Tre ore in acqua, con la speranza che qualcuno si accorgesse di loro. Quando li hanno salvati erano in ipotermia, in condizioni di salute precarie. “Piuttosto che tornare in Libia preferiamo morire”, hanno detto a chi gli ha lanciato il giubbotto di salvataggio, a quei soccorritori che hanno messo fine al loro incubo.
I tre sopravvissuti dell’ultima strage del Mediterraneo, un gambiano e due ghanesi, sono ancora sotto shock e si affidano agli interpreti presenti a Lampedusa per raccontare nella loro lingua il viaggio dall’Africa verso l’Europa. “Su quel gommone eravamo in 120, 10 donne, di cui una incinta, e anche un bambino di due mesi – dicono -. Sono morti tutti davanti ai nostri occhi, dispersi in mare mentre il gommone imbarcava acqua”. Quello che stupisce e’ la freddezza con cui parlano delle interminabili ore trascorse sul gommone – almeno 11 – con il pericolo di perdere la vita ogni momento.[irp]

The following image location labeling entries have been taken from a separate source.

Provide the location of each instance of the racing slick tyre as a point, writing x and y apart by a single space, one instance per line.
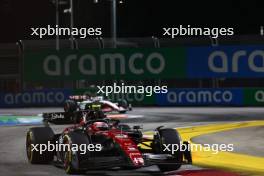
37 136
170 136
70 106
123 103
72 160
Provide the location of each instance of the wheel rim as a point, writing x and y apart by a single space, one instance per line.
29 147
67 158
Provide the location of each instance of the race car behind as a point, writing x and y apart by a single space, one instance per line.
115 145
83 102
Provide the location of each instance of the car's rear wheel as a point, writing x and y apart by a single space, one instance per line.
72 159
70 106
35 137
170 136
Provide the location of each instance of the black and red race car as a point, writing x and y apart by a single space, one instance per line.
114 145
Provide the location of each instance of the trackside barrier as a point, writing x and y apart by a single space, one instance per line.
174 97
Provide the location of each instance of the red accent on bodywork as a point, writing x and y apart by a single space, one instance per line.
128 146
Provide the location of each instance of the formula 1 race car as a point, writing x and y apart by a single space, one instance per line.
107 144
84 102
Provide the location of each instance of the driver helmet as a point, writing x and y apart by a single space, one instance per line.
100 126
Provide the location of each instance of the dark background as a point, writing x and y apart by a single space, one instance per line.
136 18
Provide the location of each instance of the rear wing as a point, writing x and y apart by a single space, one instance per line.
79 98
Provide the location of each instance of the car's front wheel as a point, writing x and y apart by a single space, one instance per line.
72 159
35 137
166 137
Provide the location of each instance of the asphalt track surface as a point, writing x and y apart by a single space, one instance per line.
13 159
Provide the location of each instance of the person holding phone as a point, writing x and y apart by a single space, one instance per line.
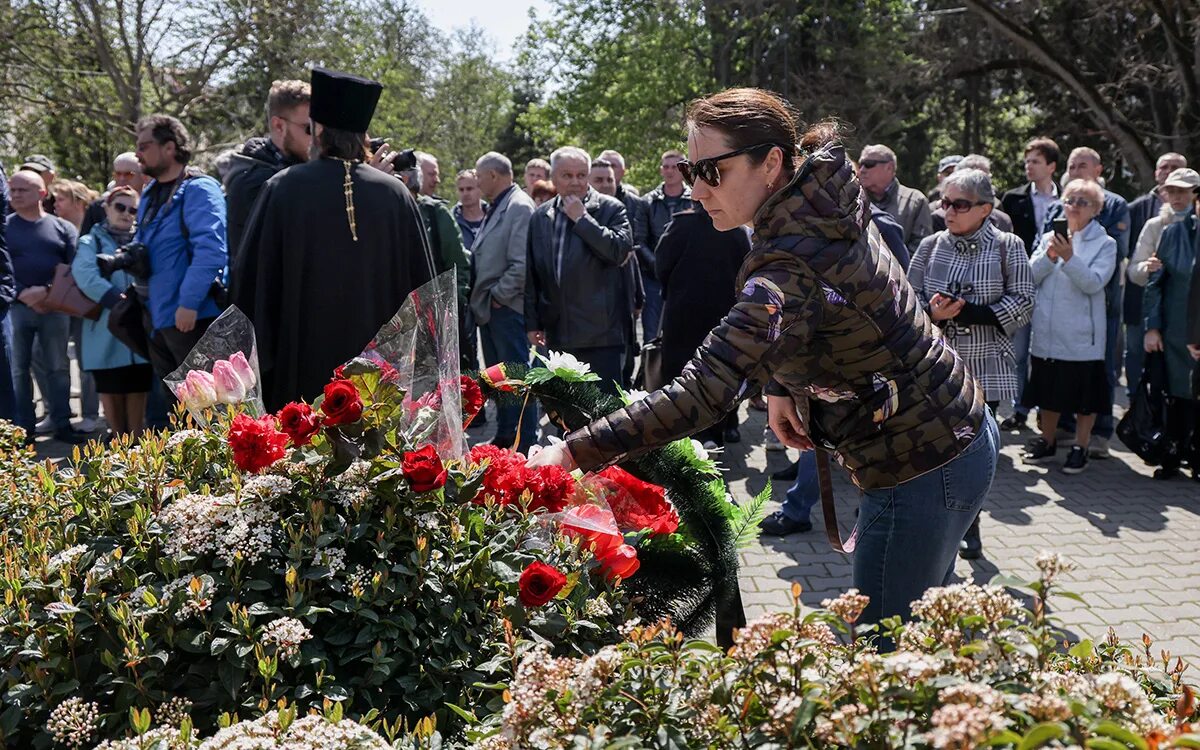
976 283
1072 265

“Preferiamo rischiare la morte che tornare in Libia”, raccontano mentre nei loro occhi scorrono le immagini dei drammatici momenti delle violenze, degli abusi, degli stupri prima di imbarcarsi alla volta del Vecchio Continente. “A chi riesce a eludere i blocchi e a partire – sottolineano – non interessa affatto la possibilita’ di morire”. Gran parte dei migranti che erano sul gommone, raccontano, erano sudanesi. “In quaranta venivano da li’ – spiegano -, gli altri dall’Africa occidentale”. Nessuno di loro indossava giubbotti di salvataggio. “Da anni – ribadiscono i soccorritori – non vengono forniti. Chi riesce li compra, gli altri, per lo piu’ africani, restano senza”. Ora, a Lampedusa, i ragazzi provano a ripartire, presi in cura dai medici che costantemente ne tengono sotto controllo le loro condizioni di salute. Oggi sono migliorati ed e’ stato scongiurato il ricovero in ospedale.